100 years of OSU farming research, homemaking advice now online

December 22, 2011
Extension publications
OSU Extension Service publications, some dating back to the 1800s, are now available online. Photo by Rachel Beck.

CORVALLIS, Ore. – More than 6,000 documents from Oregon State University that cover a century of agricultural research and homemaking advice are now available to the public online.

Dating as far back as 1888, the publications were produced by OSU's Extension Service and the university's agricultural research centers around the state. The materials include annual research reports and instructional guides covering everything from agricultural techniques to housecleaning.

The project was the result of a partnership between OSU Libraries and the university's department of Extension and Experiment Station Communications (EESC).

"These publications represent more than 100 years of communicating the university’s research advancements for the benefit of Oregon’s communities, natural resources and economy," said Peg Herring, the head of EESC. “Now they’re digitally preserved, searchable and free to anyone in the world with an Internet connection."

The topics of the publications offer a glimpse of Oregon life over the past century and will delight Oregon history buffs. "Bulletin No. 1," issued in 1888, outlined how OSU's newly created agricultural research centers would operate. "Low Cost Menus for One Month," published in 1933, advocated giving three teaspoons of cod liver oil per day to young children to ensure healthy development.
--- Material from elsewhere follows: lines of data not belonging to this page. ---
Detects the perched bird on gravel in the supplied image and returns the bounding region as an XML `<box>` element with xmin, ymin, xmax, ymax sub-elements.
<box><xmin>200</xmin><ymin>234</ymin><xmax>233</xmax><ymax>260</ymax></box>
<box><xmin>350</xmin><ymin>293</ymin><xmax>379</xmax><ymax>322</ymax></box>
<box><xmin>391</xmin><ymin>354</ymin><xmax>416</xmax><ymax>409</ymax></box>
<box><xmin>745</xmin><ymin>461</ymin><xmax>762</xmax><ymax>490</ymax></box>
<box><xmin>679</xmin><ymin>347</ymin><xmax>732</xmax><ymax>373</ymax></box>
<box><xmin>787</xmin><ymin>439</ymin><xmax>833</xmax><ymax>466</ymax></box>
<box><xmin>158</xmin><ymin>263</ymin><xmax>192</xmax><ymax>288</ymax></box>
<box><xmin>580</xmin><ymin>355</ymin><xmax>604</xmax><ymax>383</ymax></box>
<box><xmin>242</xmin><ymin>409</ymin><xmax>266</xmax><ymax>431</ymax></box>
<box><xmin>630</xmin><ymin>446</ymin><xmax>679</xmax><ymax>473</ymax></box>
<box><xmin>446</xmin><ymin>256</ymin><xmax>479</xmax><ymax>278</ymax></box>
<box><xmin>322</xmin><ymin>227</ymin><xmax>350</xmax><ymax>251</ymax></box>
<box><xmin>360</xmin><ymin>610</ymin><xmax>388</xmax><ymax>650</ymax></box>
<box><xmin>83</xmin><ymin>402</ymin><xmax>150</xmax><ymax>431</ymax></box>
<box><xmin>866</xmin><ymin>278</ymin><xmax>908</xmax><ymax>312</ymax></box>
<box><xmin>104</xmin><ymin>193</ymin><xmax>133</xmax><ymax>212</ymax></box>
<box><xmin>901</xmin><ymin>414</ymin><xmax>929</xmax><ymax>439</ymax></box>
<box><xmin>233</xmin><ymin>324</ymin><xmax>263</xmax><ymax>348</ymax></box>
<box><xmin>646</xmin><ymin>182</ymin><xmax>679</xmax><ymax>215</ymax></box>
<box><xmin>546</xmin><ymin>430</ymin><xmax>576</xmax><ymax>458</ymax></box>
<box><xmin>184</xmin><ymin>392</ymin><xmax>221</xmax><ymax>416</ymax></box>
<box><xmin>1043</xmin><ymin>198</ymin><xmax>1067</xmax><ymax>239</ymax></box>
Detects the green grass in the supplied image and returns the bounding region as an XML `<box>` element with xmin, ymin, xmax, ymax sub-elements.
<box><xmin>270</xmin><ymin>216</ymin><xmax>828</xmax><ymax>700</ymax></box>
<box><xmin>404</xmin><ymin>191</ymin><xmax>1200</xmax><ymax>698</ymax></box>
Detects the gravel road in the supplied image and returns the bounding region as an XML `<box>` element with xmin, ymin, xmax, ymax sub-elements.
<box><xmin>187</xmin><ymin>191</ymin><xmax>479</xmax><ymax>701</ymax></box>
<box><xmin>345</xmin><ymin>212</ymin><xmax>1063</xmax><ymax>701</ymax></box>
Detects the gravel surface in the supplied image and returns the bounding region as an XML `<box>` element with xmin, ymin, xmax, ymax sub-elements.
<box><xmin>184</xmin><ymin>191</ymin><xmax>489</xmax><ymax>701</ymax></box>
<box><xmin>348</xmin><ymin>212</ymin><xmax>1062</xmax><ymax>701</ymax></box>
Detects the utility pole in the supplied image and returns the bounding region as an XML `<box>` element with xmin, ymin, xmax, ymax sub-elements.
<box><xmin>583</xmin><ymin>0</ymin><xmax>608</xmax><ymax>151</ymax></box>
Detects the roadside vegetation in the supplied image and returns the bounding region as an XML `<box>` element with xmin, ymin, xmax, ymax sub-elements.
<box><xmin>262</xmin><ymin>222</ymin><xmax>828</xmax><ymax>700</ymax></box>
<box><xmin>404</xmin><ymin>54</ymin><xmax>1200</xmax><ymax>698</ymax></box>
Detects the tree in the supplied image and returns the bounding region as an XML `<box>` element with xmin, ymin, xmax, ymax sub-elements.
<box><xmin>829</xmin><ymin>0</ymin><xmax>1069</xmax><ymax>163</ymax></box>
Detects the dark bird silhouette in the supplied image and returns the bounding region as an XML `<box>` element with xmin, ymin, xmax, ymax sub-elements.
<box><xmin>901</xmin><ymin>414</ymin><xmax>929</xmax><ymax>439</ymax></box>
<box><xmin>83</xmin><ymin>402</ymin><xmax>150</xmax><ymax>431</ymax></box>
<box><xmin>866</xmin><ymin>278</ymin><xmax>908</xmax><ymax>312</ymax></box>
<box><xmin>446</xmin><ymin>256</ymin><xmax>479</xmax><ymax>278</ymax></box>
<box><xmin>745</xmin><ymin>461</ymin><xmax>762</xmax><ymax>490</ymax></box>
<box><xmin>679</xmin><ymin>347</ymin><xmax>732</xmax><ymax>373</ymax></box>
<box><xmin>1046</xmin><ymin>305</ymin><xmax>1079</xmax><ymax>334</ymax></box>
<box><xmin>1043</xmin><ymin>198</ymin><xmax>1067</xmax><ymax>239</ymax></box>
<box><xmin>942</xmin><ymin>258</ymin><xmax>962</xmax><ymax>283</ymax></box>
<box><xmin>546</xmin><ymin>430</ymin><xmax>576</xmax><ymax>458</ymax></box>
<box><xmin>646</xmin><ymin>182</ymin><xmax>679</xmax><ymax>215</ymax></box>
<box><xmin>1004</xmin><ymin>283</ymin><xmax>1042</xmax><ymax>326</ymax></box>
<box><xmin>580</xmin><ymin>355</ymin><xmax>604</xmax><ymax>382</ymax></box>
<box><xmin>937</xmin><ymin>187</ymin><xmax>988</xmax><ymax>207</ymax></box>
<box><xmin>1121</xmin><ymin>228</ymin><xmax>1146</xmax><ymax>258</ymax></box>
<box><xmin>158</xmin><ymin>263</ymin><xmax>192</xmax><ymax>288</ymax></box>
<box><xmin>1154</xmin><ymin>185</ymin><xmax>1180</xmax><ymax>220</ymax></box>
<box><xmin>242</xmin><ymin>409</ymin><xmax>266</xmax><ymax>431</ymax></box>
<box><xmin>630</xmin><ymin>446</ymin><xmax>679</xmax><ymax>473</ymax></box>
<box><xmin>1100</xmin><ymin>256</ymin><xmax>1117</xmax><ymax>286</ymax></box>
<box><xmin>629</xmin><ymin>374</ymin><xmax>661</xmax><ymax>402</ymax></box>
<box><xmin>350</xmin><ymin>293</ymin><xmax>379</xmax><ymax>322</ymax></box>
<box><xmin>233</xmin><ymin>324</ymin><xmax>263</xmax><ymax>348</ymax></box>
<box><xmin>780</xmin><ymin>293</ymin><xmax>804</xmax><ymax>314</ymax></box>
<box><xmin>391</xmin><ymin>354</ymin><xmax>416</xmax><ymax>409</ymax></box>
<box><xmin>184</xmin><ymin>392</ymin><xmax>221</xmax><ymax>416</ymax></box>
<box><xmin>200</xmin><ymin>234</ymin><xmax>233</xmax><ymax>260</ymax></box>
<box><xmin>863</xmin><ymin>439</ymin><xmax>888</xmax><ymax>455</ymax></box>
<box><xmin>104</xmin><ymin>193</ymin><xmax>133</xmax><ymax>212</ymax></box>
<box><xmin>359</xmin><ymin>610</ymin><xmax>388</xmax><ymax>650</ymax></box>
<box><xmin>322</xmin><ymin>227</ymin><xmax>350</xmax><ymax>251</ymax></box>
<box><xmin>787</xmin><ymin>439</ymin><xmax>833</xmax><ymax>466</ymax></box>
And a 1971 booklet titled "30 Days to Reality" explained what a credit card was and how it worked.

Oregonians can also find information from current publications to help with modern life. Recent titles in the database include "Canning Seafood" and "Composting With Worms."

All publications are available through OSU's institutional repository, ScholarsArchive@OSU. A direct link to the EESC publications is: http://ir.library.oregonstate.edu/xmlui/handle/1957/3904. Users can also find names of specific publications through the library catalog (http://oasis.oregonstate.edu/) and Internet search engines. The descriptions for out-of-date publications contain a disclaimer advising readers to search for the most current information in the OSU Extension catalog.

"It’s a great publishing model, and a valuable partnership between EESC and OSU Libraries," said Sue Kunda, digital scholarship librarian. “The most current research-based information is in the OSU Extension catalog, and all publications are preserved online for the benefit of the university and the public."